The meal was wonderful. Anne-Sophie had arrived only the previous day, but that had been enough time to put together a sumptuous five-course feast crowned by Hermann’s favorite warm desert, a chocolate soufflé with a Grand Marnier vanilla sauce. Bottles of champagne were followed by bottles of wine, which were followed, in turn, by bottles of schnapps. Each one of the twenty guests made more than one toast to Hermann’s health and life. Blaise soon lost count of the raised glasses and wasn’t about to be left behind. Jet lag had no effect on Blaise Ryan. At the table, she told dramatic stories about her environmental wars, asked impudent questions, and teased relentlessly to the delight of the guests at the supper table.

Seated next to Daniel throughout the dinner, Blaise had used the punctuation of the meal’s laughter and toasts to launch furtive glances in the direction of Anne-Sophie’s husband. He seemed unusually somber. Rarely smiling, Daniel was a man physically present but mentally absent. His distance and disengagement were palpable, even toward his wife.

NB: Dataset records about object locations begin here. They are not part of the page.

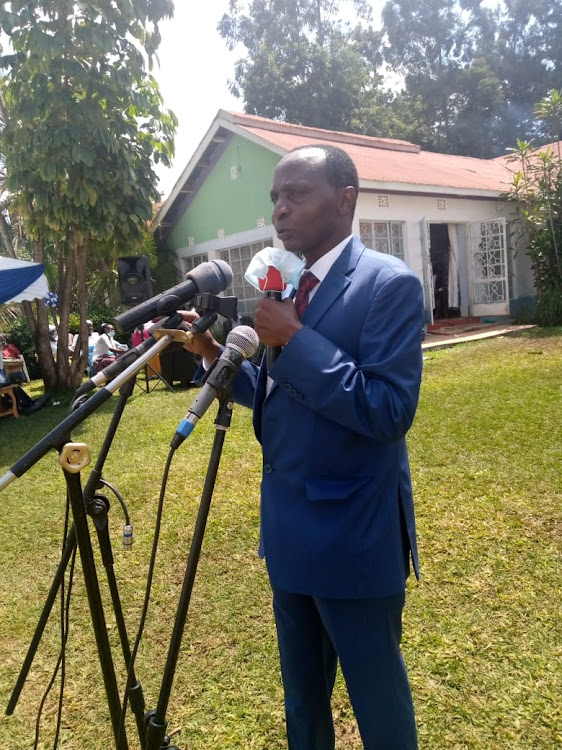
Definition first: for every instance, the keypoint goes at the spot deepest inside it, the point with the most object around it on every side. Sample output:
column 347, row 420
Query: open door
column 428, row 293
column 488, row 268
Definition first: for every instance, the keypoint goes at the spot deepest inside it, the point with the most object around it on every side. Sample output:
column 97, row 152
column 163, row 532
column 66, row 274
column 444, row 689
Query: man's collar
column 321, row 267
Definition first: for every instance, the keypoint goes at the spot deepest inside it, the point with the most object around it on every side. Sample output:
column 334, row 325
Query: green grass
column 483, row 634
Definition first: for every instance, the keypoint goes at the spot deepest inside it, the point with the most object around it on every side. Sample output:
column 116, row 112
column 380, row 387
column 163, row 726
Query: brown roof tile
column 384, row 160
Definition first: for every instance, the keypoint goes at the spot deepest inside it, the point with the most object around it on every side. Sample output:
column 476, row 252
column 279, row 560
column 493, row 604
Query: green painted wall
column 224, row 203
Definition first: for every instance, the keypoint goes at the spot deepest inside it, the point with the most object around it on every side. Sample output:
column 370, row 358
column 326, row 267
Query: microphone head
column 245, row 339
column 212, row 276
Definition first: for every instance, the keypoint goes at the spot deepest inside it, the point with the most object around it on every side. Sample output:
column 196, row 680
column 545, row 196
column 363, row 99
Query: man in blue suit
column 337, row 515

That wasn’t how Blaise remembered him. At Anne-Sophie’s
wedding, Daniel Uggin had been the personification of warmth, especially with Anne-Sophie. Throughout the ceremony and the wedding’s long dinner, his hand had never left hers. His eyes had never wandered far before returning to her reassuring twinkle.

Prior to arriving in Germany, Anne-Sophie had given Blaise warning of her husband’s unusual behavior—defined by Anne-Sophie in one of her e-mails as a sudden and utter disinterest in anything other than his work. Seeing Daniel’s removed soul in real life shocked Blaise.

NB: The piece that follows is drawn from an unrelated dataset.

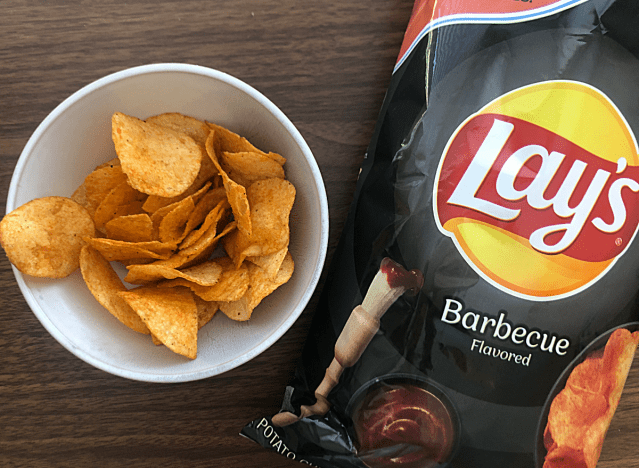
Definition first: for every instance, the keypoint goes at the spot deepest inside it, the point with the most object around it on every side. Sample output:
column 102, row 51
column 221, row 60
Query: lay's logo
column 539, row 190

Uggin’s removed comportment was the only black mark on an otherwise perfect evening. This had been a night to celebrate Hermann; one look at his beaming face told Blaise that it had been a success. Few men deserved all this admiration more than this one, she thought.

After midnight, the guests slowly started fading away. When the last person walked out the door, Anne-Sophie sent her father upstairs with a kiss. She invited Blaise and Daniel to join her in the living room—as far away from the dirty dishes as possible—for a small glass of kirsch, a cherry firewater designed to melt away the toxic repercussions of a long dinner. Initially, the conversation was easy and light.